でも、この国は優秀な彼らがいるから成り立っているのであって、彼らの代わりなんていないんだけど。いつまでこの国に引き留めておけるか判らないけれど、今彼らに抜けられると国が立ち行かない。
私が不安になっていると
「どうしたの。アン。心配そうな顔して」
エルダが聞いてきた。
「いやあ、オースティン王国の貴族の方も多いなと思って。さすがにフィル様達がいるから多いわよね」
「そらあ、そうだけど、あなたにも会いに来ているわよ」
「えっ、私に?」
「だってあなたは女王になるけど、未来のオースティン王国の王妃にもなるんだから。どんな人物か興味があるでしょう」
「えっ、そうか、私がオースティンの王妃様になるの?」
「なるに決まっているでしょ」
エルダが当然のように言ってくれるんだけど、移動に1週間位かかる両国を行き来するのは大変なのではないだろうか。
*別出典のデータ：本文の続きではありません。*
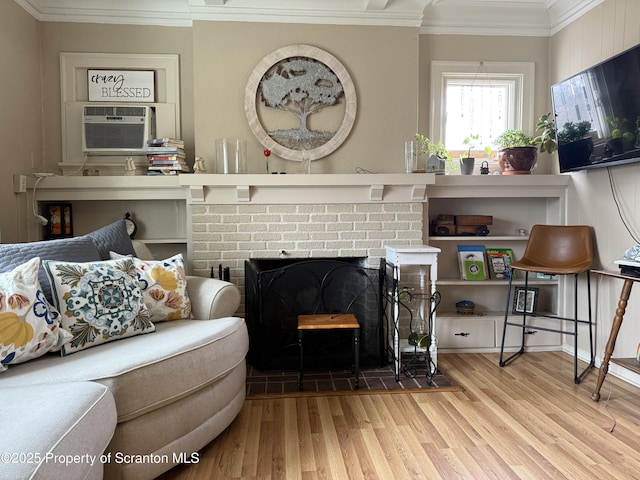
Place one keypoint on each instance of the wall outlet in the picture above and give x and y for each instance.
(19, 183)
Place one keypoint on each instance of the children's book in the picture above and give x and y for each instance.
(472, 262)
(499, 260)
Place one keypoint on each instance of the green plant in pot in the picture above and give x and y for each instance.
(547, 139)
(517, 152)
(438, 159)
(466, 160)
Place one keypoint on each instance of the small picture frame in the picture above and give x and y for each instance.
(60, 224)
(525, 301)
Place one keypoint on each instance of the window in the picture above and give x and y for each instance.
(480, 98)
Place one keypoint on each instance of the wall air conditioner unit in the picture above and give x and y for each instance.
(117, 129)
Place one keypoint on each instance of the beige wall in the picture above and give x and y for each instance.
(487, 48)
(382, 62)
(80, 37)
(20, 113)
(606, 30)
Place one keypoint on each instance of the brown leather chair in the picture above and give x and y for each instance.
(554, 250)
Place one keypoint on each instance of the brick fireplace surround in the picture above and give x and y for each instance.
(237, 217)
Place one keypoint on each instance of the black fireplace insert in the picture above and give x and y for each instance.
(278, 290)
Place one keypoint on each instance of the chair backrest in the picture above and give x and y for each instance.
(559, 248)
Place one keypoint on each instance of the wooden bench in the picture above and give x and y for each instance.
(336, 321)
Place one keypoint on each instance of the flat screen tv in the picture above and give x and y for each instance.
(598, 114)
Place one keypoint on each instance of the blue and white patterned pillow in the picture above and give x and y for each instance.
(98, 301)
(29, 326)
私はそう思うんだけど。
「まあ、ここでエスカールが逆らってくるんだったらいっその事併合してしまったら良いんじゃない。そうすれば3カ国連合になって巨大な帝国が出来上がるわよ」
イングリッドなんて適当に言ってくれるんだけど、そんなの出来っこないじゃない。
「この国を統一するだけでも大変なのに、そんなの無理でしょ」
私が言うが、
「まあ、でも戦乱続きでエスカール結構貴族の不満が大きくなっているみたいよ。『この国は戦いがなくて良いですな』って父のところに仕事できていたエスカールの侯爵が言っていたから」
エルダが言うんだけど。まあ、エスカールは新スカンディーナ王国を15年間も支援してきたのだ。その事は結構大変だったのかもしれない。
そこへノックの音がした。
珍しい。この部屋にノックしてくるなんて。皆好き勝手に入ってくるのに。
「失礼します。オールソン公爵夫妻がいらっしゃいました」
イリヤが案内してきたのは、なんと、エルダの両親だった。
一瞬でエルダの顔が無表情になる、がその母を見てエルダの顔が輝いた。
「え、エルダ!」
そこには娘の顔を見て喜ぶ父親がいたんだけど。
「お母さま!」
「エルダ!」
エルダは父親は無視して母親である公爵夫人と抱き合ったのだった。
「無事だった」
「ええ。みんな、良くしてくれて。でも、アンに許してもらうのが大変だったわ」
「アン! あなたも無事で良かったわ」
公爵夫人が私を抱きしめてくれた。
「ありがとうございます」
私も抱きしめ返す。
「最ももうアンネローゼ様って呼ばないといけないんだけど」
「まあ、いやですわ。母の友人だった夫人にはいつまでもアンと呼んでいただきたいと思っているんですけれど」
夫人に私が言う。
「そう、忘れるところでしたわ。こちらが私の夫ですの」
私は初めてエルダの父に紹介してもらえた。
「はじめましてオールソン公爵」
私が手を差し出す。
「これはこれは殿下。お初にお目にかかります。エルダの父です」
公爵がその手を取ってくれた。私はその横のエルダを見ると
「ふんっ、私は父はいません」
横でぶすっとしたエルダの声がした。
「いや、エルダ、私が悪かった。だからいい加減に許してくれ」
今にも土下座しそうに公爵が言うんだけど。
「絶対に許さない。お父様のせいでアンが殺されそうになったのよ」
「いや、それは、まさか王妃様がそこまでするとは思ってもいなかったのだ」
「ふんっ、フィルの言葉によると王妃様もまさか近衛がそこまでするとは思っていなかったそうよ」
「いや、あの、そのだな」
「お母様。長旅でお疲れでしょう。身ぎれいなサロンがあるの。そこで色々お話しましょう。アン、あなたもいらっしゃい」
そう言うと、私と夫人を連れてエルダは何か言いたそうな公爵を残して出ていこうとした。
私は残されたフィル様らに手を振って後のことを頼んだんだけど・・・・
結局公爵はエルダに許してはもらえなかったのだった。